Home / / Datasets / / DocLayNet-large
The DocLayNet dataset is a large human-annotated dataset for document-layout segmentation. It provides page-by-page layout segmentation ground-truth using bounding-boxes for 11 distinct class labels on 80863 unique pages from 6 document categories. Compared to related work such as PubLayNet or DocBank, DocLayNet offers several unique features, including human annotation, large layout variability, a detailed label set, redundant annotations, and pre-defined train, test, and validation sets.

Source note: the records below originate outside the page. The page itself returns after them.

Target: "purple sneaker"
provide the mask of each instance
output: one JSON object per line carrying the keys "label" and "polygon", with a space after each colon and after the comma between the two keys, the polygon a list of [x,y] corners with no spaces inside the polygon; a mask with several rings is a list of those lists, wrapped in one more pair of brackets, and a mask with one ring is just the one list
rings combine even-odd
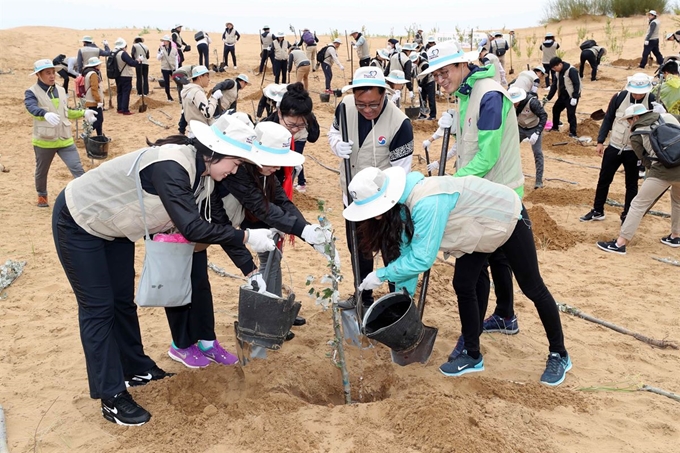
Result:
{"label": "purple sneaker", "polygon": [[203,349],[199,342],[198,350],[206,359],[212,360],[215,363],[221,363],[222,365],[233,365],[238,362],[238,357],[220,346],[220,343],[217,340],[215,340],[215,343],[213,343],[212,348],[208,349]]}
{"label": "purple sneaker", "polygon": [[184,366],[189,368],[205,368],[210,365],[210,360],[208,360],[198,346],[192,344],[188,348],[180,349],[175,347],[174,343],[170,346],[168,355],[172,360],[183,363]]}

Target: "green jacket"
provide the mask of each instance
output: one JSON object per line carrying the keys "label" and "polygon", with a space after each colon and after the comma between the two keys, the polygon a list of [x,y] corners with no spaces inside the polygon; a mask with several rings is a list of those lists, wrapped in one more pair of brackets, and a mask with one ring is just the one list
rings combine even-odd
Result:
{"label": "green jacket", "polygon": [[680,115],[680,77],[668,76],[661,84],[659,99],[668,110],[668,113]]}
{"label": "green jacket", "polygon": [[[675,115],[669,115],[666,120],[669,121],[670,116],[675,117]],[[648,129],[652,124],[654,124],[659,119],[659,114],[655,112],[645,113],[640,115],[640,118],[633,124],[630,128],[632,132],[639,129]],[[672,118],[670,118],[672,119]],[[677,117],[676,117],[677,119]],[[633,151],[637,155],[638,159],[642,160],[642,164],[648,168],[647,177],[648,178],[658,178],[662,181],[676,182],[680,181],[680,167],[666,168],[663,164],[650,160],[645,149],[645,145],[651,147],[649,144],[649,139],[646,135],[631,135],[630,144],[633,147]]]}

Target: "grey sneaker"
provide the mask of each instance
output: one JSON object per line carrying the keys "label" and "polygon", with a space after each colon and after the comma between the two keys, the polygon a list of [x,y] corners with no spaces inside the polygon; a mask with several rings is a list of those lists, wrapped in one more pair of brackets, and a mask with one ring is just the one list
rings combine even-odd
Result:
{"label": "grey sneaker", "polygon": [[[559,355],[559,354],[558,354]],[[473,359],[464,349],[455,359],[449,359],[448,362],[439,367],[439,371],[444,376],[462,376],[467,373],[478,373],[484,371],[484,357],[479,354],[478,359]]]}
{"label": "grey sneaker", "polygon": [[555,387],[564,382],[567,371],[571,370],[571,359],[569,355],[560,356],[557,352],[551,352],[545,363],[545,371],[541,375],[541,384]]}
{"label": "grey sneaker", "polygon": [[618,253],[619,255],[625,255],[626,254],[626,246],[625,245],[616,245],[616,239],[614,239],[612,241],[599,241],[597,243],[597,246],[601,250],[604,250],[605,252]]}
{"label": "grey sneaker", "polygon": [[604,220],[604,212],[596,211],[594,209],[591,209],[588,214],[584,215],[583,217],[580,217],[579,220],[581,222],[590,222],[593,220]]}

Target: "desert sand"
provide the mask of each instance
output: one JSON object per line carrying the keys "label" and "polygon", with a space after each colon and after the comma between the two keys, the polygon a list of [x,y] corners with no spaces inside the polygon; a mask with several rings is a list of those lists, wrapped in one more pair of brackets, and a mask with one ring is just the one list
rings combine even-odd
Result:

The DocLayNet dataset consists of 80863 unique pages from 6 document categories. It is divided into three datasets of different sizes: - DocLayNet small: approximately 1% of DocLayNet, with < 1.000k document images (691 train, 64 val, 49 test) - DocLayNet base: approximately 10% of DocLayNet, with < 10.000k document images (6910 train, 648 val, 499 test) - DocLayNet large: approximately 100% of DocLayNet, with < 100.000k document images (69.103 train, 6.480 val, 4.994 test)
The DocLayNet dataset can be used for various tasks, including object detection, image segmentation, and token classification. Its applications include document analysis, layout analysis, and document-understanding tasks. The dataset has been used for fine-tuning layout models like LayoutLMv3 or LiLT, and it is also suitable for evaluating and benchmarking performance in layout segmentation tasks. Additionally, the DocLayNet dataset has been used in the IBMICDAR 2023 Competition on Robust Layout Segmentation in Corporate Documents.
The DocLayNet dataset is published under the CDLA-Permissive-1.0 license.